My family and I are in East Tennessee this weekend.   For the last fifteen years or so, we have spent at least some of our Christmas vacation out here.

Teaching can be a tough way to make a living, but, there are some perks to the job.  Teachers get much more time off than most workers.

This year we are in Pigeon Forge, Tennessee.  I have never been to Las Vegas, but, I wonder if this is what Las Vegas looks like.  This place is gaudy.   Gaudy, by the way, means tastelessly showy.  Ultimately, it comes from the Latin word gaudere, which means: to rejoice.  (There.  Squeezed in the etymology.)

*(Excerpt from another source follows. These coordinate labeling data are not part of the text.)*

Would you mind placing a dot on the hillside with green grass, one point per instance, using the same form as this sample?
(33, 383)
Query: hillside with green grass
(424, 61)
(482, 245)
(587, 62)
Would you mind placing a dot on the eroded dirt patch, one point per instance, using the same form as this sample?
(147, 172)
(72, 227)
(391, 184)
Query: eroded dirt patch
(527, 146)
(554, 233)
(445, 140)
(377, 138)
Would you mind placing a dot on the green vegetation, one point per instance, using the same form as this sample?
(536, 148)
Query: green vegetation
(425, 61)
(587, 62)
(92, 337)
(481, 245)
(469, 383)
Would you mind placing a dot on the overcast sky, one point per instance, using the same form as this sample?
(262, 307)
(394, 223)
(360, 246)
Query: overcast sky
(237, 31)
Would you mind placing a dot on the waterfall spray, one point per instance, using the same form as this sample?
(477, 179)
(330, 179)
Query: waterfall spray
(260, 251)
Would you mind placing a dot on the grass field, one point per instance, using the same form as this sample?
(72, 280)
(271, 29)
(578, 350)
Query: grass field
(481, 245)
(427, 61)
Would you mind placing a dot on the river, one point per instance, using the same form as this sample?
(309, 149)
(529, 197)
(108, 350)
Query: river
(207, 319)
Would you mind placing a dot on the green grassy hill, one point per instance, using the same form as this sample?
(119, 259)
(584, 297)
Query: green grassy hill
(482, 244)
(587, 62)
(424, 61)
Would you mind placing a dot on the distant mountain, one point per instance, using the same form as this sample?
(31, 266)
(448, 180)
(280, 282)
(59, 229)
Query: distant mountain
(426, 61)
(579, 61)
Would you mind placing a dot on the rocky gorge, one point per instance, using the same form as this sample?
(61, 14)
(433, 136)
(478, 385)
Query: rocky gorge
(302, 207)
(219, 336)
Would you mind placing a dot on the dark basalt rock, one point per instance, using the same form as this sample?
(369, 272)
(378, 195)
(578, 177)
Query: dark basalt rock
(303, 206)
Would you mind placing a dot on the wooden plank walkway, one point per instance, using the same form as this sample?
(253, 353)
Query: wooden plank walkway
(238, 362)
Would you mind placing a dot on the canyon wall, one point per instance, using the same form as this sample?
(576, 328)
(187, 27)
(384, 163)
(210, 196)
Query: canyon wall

We come to enjoy the scenic beauty of the Smoky Mountains.  At least one of my daughters would rather live outside than inside.  She can’t get enough of the Smoky Mountains.

Unfortunately, this weekend, we are locked in a hotel room.  The room is rapidly becoming an infirmary.  Sigh.

Okay.  The point.  Pigeon Forge has a lesson to teach us.

As anyone who has visited Great Smoky Mountains National Park knows… it is a place of stunning beauty.  If you can get to it.

Driving into the park, you will pass more distractions than you can count.  They have an interesting name for distractions out here.  They call them “attractions”.

There are shows, dinner theaters, go kart tracks, miniature golf courses, regular sized golf courses, shopping malls, outlet malls, theaters, and restaurants.  And… that is just the beginning.

The point is, there is plenty to keep you from ever visiting the main attraction here.  I sometimes wonder if people come visit and never even make it into the national park.

So… what’s the lesson?

It hit me this morning.  The national park is the goal.  Pigeon Forge is everyday life.

What if you decide to take on an ambitious goal this year?  You decide to learn a new language, start working out again, read 50 books, eliminate some debt, increase your income, spend more time with your kids, or learn to draw.  These are all good goals.  They are your “Great Smoky Mountains National Park”.

The problem is, you will have to drive through “Pigeon Forge” to reach your goal.  On your way to the Smoky Mountains, Pigeon Forge will bombard you with distractions.

On your way toward your goal, life will bombard you with distractions.

Distract comes from two Latin words.  Dis means away.  Tract comes from the Latin root trahere.  Trahere means to drag.  Distractions, literally, drag you away.  

General George Patton once said, “You need to overcome the tug of people against you as you reach for high goals.”

This next year, as you reach for high goals, overcome the tug.  Resist the distractions.  Drive through Pigeon Forge.  Ignore the “attractions”.

It took me a long time to learn Latin.  It didn’t have to take me as long as it did, though.  Too often, I gave in to the distractions.

I can read in Latin now.  It was worth it.  Latin has granted me “secret” insight into the English language.  I doubt anything else could have granted the same insight.

For example, without Latin, I would have never know that distractions are etymologically designed to drag you away.  

This “secret” insight is available to anyone willing to work hard enough to learn Latin, by the way.

Now is a good time to set new goals, or to renew the good ones.